İstihdam uzmanı Sinan Ok, Van’ın temel geçim kaynağının tarım ve hayvancılığa dayalı olduğunu lakin artan maliyetler ve kuraklığın tesiriyle tarımla uğraşan kesitin evvel kırsaldan kente, akabinde İstanbul, Ankara, İzmir ve Antalya üzere metropollere göç etmek zorunda kaldığını belirtti. Göç için önleyici önlemlerin alınmasında ve yeni iktisadi işletmelerin hazırlanmasında lokal idarelerin kıymetli olduğunu söyleyen Ok, “Fakat Van 2016 yılından beridir kayyım gaspı altında olan bir kent. Kayyım ise Van’ın iktisadi yapıda kalkınabileceği iş ve işleyişin içerisinde değil. Van’ın şu anda ana geçim kaynağı yoğunlukla turizme dayalı. Onun haricinde Van’ın kendi geçimini sağlayabileceği bir iktisadi bir yapı yok” dedi.
‘SON VAKİTLERDE YURT DIŞINA GÖÇ ETMEYE BİR YÖNELME VAR’
Doğru bir tanıtımın, kentin marka pahasını arttırdığını ve marka bedeli artan kentlerde yaşamsal kalitenin de arttığını ve bu durumun göçü önleyebilecek etkenlerden biri olduğunu söz eden Ok, Van’ın tanıtımının göç ve mültecilik üzerinden kurgulanmasının kente ziyan verdiğini belirtti. Van’ın en değerli geçim kaynaklarından biri haline gelen İranlı turistlere yönelik ise ayrımcılık ve ötekileştirilme yapıldığını, giyim-kuşam ve ömür şekli üzerinden birtakım bireylerce maksat alındığını söyleyen Ok, “Yani Van’da olumlu olabilecek tüm faktörler engellenirken, olumsuz olabilecek tüm faktörler de sistematik bir siyaset olarak uygulanmaktadır. Bu da geçim ve hayat şartlarını zorlaştırıyor. Gençler için rastgele bir toplumsal ömür alanı bile oluşturulmuyor. Bu sebeple beşerler evvel kırsaldan merkeze, merkezden de farklı kentlere göç ediyor. Bilhassa de son vakitlerde yurt dışına göç etmeye gerçek bir yönelme var. Bilhassa Kanada, Meksika ve Amerika’ya on binlerce kişinin gitmeye çalıştığına dair raporlar kamuoyuna yansıyor” diye konuştu.

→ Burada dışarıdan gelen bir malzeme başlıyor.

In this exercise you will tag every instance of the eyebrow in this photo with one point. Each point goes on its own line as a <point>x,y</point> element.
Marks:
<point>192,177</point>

‘GİDEN NÜFUSUN BİRÇOKLARININ NİTELİKLİ İNSANLARDAN OLUŞTUĞUNU BİLİYORUZ’
Van’da çoğunlukla genç erkek bireylerin, yeni bir hayat umuduyla göçe yöneldiğini belirten Ok, “Daha evvel de göç kelam mevzuydu. Ancak, bu kalıcı olarak gitmek biçiminde değildi. Lakin son yıllarda ülkeyi terk etmek ya da kalıcı olarak öteki bir kente gitmek durumu kelam konusu oldu. Binlerce üniversite mezunu genç iş bulamıyor. Çalışanlar ise gün geçtikçe fakirleşiyor. Başka taraftan, yurt dışına gidenlerin de başarılı olduğu kıssaları süratle yayılıyor. Bu da doğal olarak gitmeyi düşünenleri etkiliyor. Giden nüfusun birçoklarının nitelikli insanlardan oluştuğunu biliyoruz. Birtakım beşerler gidebilmek için varını ağırı elinden çıkarıyor” dedi.

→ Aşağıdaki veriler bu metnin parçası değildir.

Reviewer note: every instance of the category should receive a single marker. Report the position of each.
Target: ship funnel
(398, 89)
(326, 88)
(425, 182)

‘HERHANGİ BİR PERSONELİN BİLE SENDİKALI OLMADIĞI BİR ORGANİZE SANAYİ SİTESİNDEN KELAM EDİYORUZ’
Van ve bölge vilayetlerinde son periyotlarda davet merkezi ve dokumacılık atölyeleri üzere kitlesel işgücünün olduğu iş yerlerinin ağırlaştığını ve bu firmaların bölge insanını ucuz iş gücü olarak gördüğünü tabir eden Ok, “Van Organize Sanayi Bölgesi’nde ise ağır bir formda mülteci personel kelam konusu. Yapılan işler de çok nitelikli işler değil. Emekçi açısından bakacak olursak; sigortasızlık, güvencesizlik, çalışma saatlerinin meçhullüğü, hafta sonu tatillerinin yokluğu ve yıllık müsaade uygulamasının olmayışı kelam konusu. Rastgele bir çalışanın bile sendikalı olmadığı bir organize sanayi sitesinden kelam ediyoruz. Bir başıboşluk var. Bir kontrol yok. Sorumlu kuruluşların alanda bir kontrol yaptığını söz edemeyiz. Bunu Van’daki sigortalı çalışan sayısı ile de teyit edebiliriz. Çalışanların 10’da 1’i sigortalı maalesef. Münasebetiyle bu türlü bir hayat, göç edilmesinin sebebini izah ediyor” sözlerini kullandı.